The next time we walked through that door, we would be engaged.
Or I’d have stabbed Adam through the heart with a spatula. Or a teaspoon. Or whatever was handy, really; I was a resourceful girl.
‘Do we really have to go home tomorrow?’ Liv skipped along beside me as I tried to slow down.
‘Aren’t you ready?’ I squeezed her hand and smiled, hoping that my palm wasn’t as sweaty as I imagined it was. ‘I’m gagging for a proper cup of tea.’
‘Yeah, this is just awful,’ she replied, waving at the white sand and screensaver-worthy sunset. ‘I’d trade it all for a cup of Tetley.’
‘You know what I mean,’ I said, looking at the time on my watch. We were definitely going to be late. ‘Come on, let’s pick up the pace.’
‘We have definitely been walking for more than ten minutes,’ she said in a tight voice, a few minutes later. ‘How much further is it?’
‘Not far?’
A dark look crossed her face as she gripped my hand hard and attempted to match my long stride.
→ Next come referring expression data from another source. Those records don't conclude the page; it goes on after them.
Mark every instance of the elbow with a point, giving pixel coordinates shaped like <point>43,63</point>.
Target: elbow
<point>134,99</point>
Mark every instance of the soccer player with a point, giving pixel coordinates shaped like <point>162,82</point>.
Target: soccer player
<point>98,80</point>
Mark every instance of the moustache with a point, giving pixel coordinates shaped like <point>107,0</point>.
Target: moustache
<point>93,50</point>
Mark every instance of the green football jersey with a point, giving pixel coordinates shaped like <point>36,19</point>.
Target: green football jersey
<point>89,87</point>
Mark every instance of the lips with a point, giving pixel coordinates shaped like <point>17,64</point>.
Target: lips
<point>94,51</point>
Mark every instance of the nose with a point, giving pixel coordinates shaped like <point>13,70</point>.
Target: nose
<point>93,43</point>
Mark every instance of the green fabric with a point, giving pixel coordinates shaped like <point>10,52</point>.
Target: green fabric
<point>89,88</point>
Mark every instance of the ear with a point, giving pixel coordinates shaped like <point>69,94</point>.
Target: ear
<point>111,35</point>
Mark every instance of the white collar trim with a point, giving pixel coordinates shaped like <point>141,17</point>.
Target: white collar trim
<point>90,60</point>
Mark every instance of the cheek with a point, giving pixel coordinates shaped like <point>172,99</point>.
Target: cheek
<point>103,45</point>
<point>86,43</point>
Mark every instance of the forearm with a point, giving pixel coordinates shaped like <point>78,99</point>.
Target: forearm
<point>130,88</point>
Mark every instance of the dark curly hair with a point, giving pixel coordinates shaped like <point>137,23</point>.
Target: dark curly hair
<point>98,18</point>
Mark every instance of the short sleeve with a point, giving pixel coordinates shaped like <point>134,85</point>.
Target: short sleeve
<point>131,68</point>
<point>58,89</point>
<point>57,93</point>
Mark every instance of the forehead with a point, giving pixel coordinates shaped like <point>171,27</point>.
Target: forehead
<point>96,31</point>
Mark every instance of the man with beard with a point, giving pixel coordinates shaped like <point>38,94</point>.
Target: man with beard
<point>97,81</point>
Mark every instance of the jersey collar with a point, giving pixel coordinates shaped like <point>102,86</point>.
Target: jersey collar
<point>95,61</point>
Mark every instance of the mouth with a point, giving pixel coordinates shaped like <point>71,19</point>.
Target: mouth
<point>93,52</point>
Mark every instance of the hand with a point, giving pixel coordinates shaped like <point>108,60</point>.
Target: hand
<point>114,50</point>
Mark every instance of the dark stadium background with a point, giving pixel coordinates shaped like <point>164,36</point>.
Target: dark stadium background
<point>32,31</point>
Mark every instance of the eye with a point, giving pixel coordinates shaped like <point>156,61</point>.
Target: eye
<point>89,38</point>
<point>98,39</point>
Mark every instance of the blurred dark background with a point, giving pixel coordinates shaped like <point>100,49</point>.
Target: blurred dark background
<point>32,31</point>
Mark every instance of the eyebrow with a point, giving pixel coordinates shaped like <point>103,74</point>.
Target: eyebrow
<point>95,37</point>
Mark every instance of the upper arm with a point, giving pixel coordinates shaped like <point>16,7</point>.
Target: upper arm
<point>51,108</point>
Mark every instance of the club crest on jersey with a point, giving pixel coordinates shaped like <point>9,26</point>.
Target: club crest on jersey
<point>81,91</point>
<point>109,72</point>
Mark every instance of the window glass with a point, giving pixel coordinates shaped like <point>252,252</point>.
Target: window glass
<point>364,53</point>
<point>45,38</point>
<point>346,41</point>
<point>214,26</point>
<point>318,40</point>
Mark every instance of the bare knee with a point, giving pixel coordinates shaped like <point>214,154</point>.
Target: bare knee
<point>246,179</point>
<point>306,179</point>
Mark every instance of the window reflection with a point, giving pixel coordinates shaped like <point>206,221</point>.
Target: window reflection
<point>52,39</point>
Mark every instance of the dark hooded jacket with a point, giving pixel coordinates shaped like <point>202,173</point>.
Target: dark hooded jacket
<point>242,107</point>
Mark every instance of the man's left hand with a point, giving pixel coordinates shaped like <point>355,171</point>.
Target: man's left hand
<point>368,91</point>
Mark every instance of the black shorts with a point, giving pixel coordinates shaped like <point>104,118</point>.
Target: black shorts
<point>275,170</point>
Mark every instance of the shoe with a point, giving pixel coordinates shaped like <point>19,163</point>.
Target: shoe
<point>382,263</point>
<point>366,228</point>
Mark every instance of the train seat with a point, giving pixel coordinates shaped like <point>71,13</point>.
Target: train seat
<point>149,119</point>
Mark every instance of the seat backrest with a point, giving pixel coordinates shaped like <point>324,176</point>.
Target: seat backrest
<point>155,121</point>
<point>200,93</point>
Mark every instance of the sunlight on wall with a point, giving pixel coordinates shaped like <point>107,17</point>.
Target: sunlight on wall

A word of advice: if you’re over six feet tall and you end up going out with someone under five-five, you will never not be frustrated with how slowly they walk.
‘I will miss the sunsets,’ I admitted as she walked on beside me in silence. I wrapped my right arm around her red shoulders, keeping one eye on the time. ‘The sunsets are good.’
‘The sunsets are good?’ Liv repeated, one eyebrow raised. ‘If it weren’t for the cat, I wouldn’t be going back at all. We’ve got everything we need right here. Sun, sea, sand and surprisingly good internet service? I’m in no rush to go home.’
As casual as possible, I ran a hand over my hip, checking for the telltale bump in the tiny pocket. I was certain she’d found it back in the cottage when she was packing up my clothes, but if she had, she was doing a fine job of pretending and there was no way she could fake something like that: she was a terrible liar.
‘Loads going on when we get back though …’ She carried on talking, twisting the ends of her hair in her fingers. ‘Are you excited to get started on the bar?’